The IO subsystem is a lot like the garbage collector: So long as it just works we can ignore its faults for quite a long time. The garbage collector had performance and other issues for years before everybody’s favorite bacek went through and finally rewrote it. His effort there saves the rest of us meer mortals from having to touch the GC again for another couple years.
The IO system works reasonably well. It’s got a decent set of features more or less, it implements most of the important operations that our users have needed in the past, it’s not spectacularly slow (and disk or network operation performance almost always outweighs any issues in the code that leads to those things), and we haven’t been getting a lot of error reports or feature requests for it. In short, if it ain’t broke, don’t fix it.
A few days ago I was working on a ticket for moritz to add better integration between our various IO vector PMCs (FileHandle, Socket, etc) and the ByteBuffer PMC. ByteBuffer is what it’s name implies: It’s an array-like type for working with individual bytes in a chunk of memory. It’s like a binary encoded STRING, but it’s not immutable and has a handful of additional features that a raw STRING (or the String PMC) doesn’t. ByteBuffer can be populated from and exported to a STRING, and it is useful for certain types of operations that need to operate on a sequence of bytes without having to worry about strings and encodings and all that other nonsense. Mortiz’s request was a reasonable one so I sat down and made it happen. A few nights ago I merged that work in to master with an “experimental” tag on it.
However while I was in the IO subsystem code making this happen something did break. Not in the code, instead something broke inside my poor little head. The snapping sound you hear is the poor camel’s back under the load of that last piece of straw. I’ve had enough of that system and its inside-out organization and collection of half-ideas and botched refactors. I’ve had my fill of the nonsense and finally decided it was time to make things right.
And before anybody says to me, “hey Mr Whiteknight, you shouldn’t be so mean, somebody probably worked really hard to make this code do what it does”, let me just say two things: First, “Mr Whiteknight” is my father’s handle and Second, I was one of the people who helped put IO where it is today. I don’t feel particularly bad insulting myself or my own work, and my contributions, though well-intentioned at the time, are a big part of why the system is in the condition its in now. First, a brief history lesson.

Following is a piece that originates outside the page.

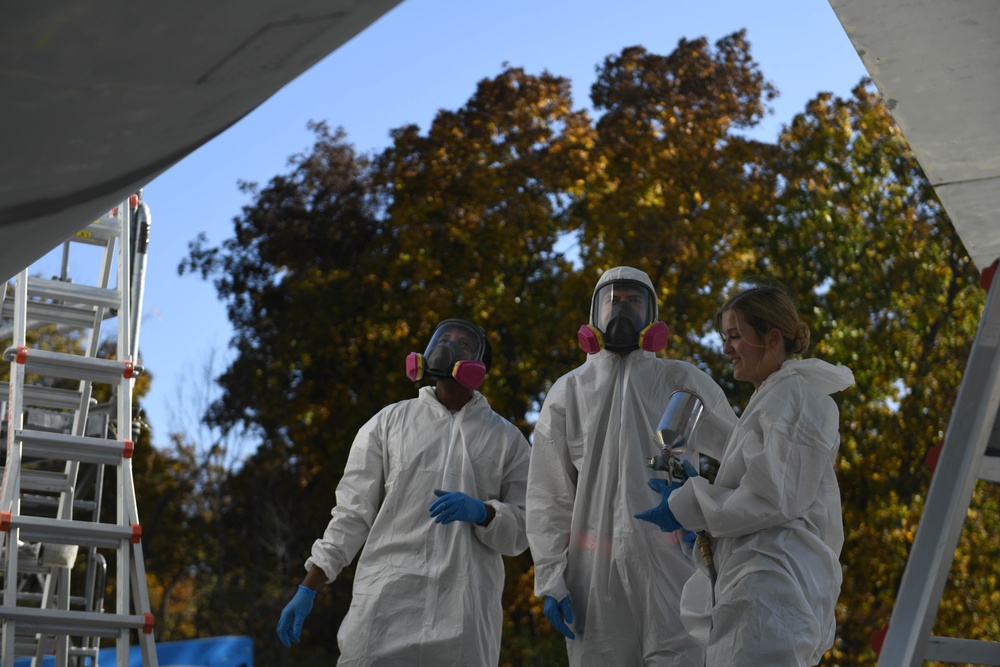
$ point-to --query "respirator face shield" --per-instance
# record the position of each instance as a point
(621, 311)
(456, 350)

When I joined Parrot, it sported an IO system based on layers. Layers were arranged in a structure something like a vtable, and IO requests would be fed through the layers. Each layer getting the output of the one before it until the bottom layer actually spat the data out (or, read it in depending on which way you were moving). This worked pretty well when you were trying to do File IO on a file with a particular encoding, with buffering, through an asychrony mechanism, etc. Actually I say it worked well but it was sort of overkill: It was just too much infrastructure for the possible benefits and despite the theory of allowing better code reuse there really weren’t too many different layering combinations that could be set up. Plus, layers start to interdepend and violate encapsulation, then optimization starts prompting a few “short cuts” where layers were flattened together. One of the earlier things I did on Parrot, post-GSOC, was to remove some of the last vestiges of the then-unused layering system from Parrot’s IO.
The IO subsystem has something of a problem where it has a few masters and has to be performance conscious. Many of our programs are still the kind that shuffle data about (very much in the influence of Perl) and IO operation performance mattered when your compiler is reading in HLL code and outputting PIR code, then you’re reading PIR code in and trying to compile it again. Too much nonsense and everybody feels it.
In Parrot at the user level you can do IO in two ways: Through the IO PMCs
(FileHandle, mostly) and through opcodes (say
, print
, etc). The problem,
put succinctly, is this: We want to encapsulate logic for writing to files
inside the FileHandle PMC, but we don’t want to add new IO-specific VTABLES
and we don’t want to incur the costs of method calls on every single IO
request. In other words, we didn’t want the print
opcode to just be a
thin wrapper around the print
method on FileHandle. Such a thing, especially
if implemented naively, would have killed performance by creating nested
runloops and a whole host of other problems.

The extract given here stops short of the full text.